身体も心も十分に満たされた宍戸は、兎モードで素っ裸のまま、跡部にべったりくっつい
ていた。
「いつまでくっついてるつもりだ?」
「いつまででもいいだろ。」
「ったく・・・んで、服を着る気は?」
「ない!」
「ああ、そうかよ。つーか、兎モードなのに、少しツンじゃねぇ?」
「そ、そんなことねぇぜ。」
兎モードにしてはあまり素直じゃない宍戸を前に、跡部はそんなことを言う。本当はもっ
と跡部に甘えたいのだが、まだ少し恥ずかしくて宍戸は中途半端な態度になってしまって
いるのだ。
「跡部・・・・」
「ん?何だ?」
「あのな・・・跡部にもっとぎゅうっとして欲しいんだけど・・・・」
跡部にそのことを指摘され、宍戸はもっと素直に言ってみようと意識し、そんなことを言
う。それを聞いて、跡部は宍戸をぎゅっと抱いてふっと笑った。
「やっぱ、兎モードのテメェは可愛いな。まあ、虎モードのテメェも大好きだけどよ。」
「俺も・・・跡部のこと・・・好き。」
「昼間は大ッキライって言ってなかったか?」
「あの時は虎モードだったじゃねぇか。虎モードの時のキライは好きって意味なんだよ。」
「へぇ、なるほどな。そりゃ覚えとかねぇと。」
「兎モードはそのままだけどな。」
「じゃあ、もう一回言えよ。俺のこと好きって。
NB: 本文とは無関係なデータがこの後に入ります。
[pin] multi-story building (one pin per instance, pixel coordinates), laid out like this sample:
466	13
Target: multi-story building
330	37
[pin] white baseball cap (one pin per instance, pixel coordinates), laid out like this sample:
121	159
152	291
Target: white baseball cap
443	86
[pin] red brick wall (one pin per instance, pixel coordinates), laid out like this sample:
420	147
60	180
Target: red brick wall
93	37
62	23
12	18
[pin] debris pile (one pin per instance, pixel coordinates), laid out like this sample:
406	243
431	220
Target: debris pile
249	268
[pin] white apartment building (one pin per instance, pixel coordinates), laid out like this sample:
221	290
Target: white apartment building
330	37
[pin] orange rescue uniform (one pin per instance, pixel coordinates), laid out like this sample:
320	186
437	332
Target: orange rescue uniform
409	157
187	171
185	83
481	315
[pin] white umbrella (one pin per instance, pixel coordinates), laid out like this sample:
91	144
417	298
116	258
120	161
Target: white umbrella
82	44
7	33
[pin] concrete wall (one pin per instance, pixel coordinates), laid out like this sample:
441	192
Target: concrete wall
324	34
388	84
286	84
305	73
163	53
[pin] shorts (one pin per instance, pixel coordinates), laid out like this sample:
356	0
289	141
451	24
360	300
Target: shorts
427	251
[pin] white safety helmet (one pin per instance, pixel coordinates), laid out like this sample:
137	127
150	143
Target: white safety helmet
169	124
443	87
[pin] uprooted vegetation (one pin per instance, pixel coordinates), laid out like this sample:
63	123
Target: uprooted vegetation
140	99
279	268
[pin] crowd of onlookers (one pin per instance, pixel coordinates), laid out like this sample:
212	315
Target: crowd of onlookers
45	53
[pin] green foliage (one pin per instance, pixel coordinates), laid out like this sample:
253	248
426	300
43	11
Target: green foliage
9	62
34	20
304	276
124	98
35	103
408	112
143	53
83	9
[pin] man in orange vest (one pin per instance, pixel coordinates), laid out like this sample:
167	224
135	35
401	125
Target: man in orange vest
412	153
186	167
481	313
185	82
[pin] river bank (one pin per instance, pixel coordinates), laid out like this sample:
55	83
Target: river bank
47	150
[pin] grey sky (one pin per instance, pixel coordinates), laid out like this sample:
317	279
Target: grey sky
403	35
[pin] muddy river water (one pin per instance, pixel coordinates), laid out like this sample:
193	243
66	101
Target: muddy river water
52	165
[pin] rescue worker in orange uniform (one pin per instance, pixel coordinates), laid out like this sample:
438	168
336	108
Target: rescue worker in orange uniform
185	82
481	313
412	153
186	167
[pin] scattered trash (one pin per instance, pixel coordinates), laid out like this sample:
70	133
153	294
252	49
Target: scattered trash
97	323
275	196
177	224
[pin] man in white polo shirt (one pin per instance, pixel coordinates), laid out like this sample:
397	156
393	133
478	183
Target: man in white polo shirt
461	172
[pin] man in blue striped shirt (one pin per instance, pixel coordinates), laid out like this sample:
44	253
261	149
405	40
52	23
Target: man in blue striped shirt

今は兎モードだからそのまま言ってくれ
るんだろ?」
その言葉は何度でも聞きたいと、跡部は宍戸にそんなことを頼む。少し恥ずかしいなあと
思いつつ、宍戸はむぎゅっと跡部に抱きついて、もう一度その言葉を口にした。
「跡部、大好きだぜ。」
照れながらもハッキリと言ってくれる宍戸を跡部は心から愛しく想う。その想いを少しで
も行動で表そうと、跡部は宍戸の顔を上げさせた。
「俺もテメェのこと、愛してるぜ。」
「んむっ・・・・」
笑顔でそう囁いてやると、跡部は宍戸の唇にちゅっと優しくキスをする。それが嬉しくて、
しかし、恥ずかしくもあって、宍戸は顔を真っ赤にしながら、口をぱくぱくさせた。
「明日もたくさんいろんなことしような、宍戸。」
「お、おう・・・」
昼間ケンカしていたことなどすっかり忘れ、二人は明日の約束をする。森を出たところに
ある人族と獣族が住む家では、甘い空気がいつまでも漂っているのであった。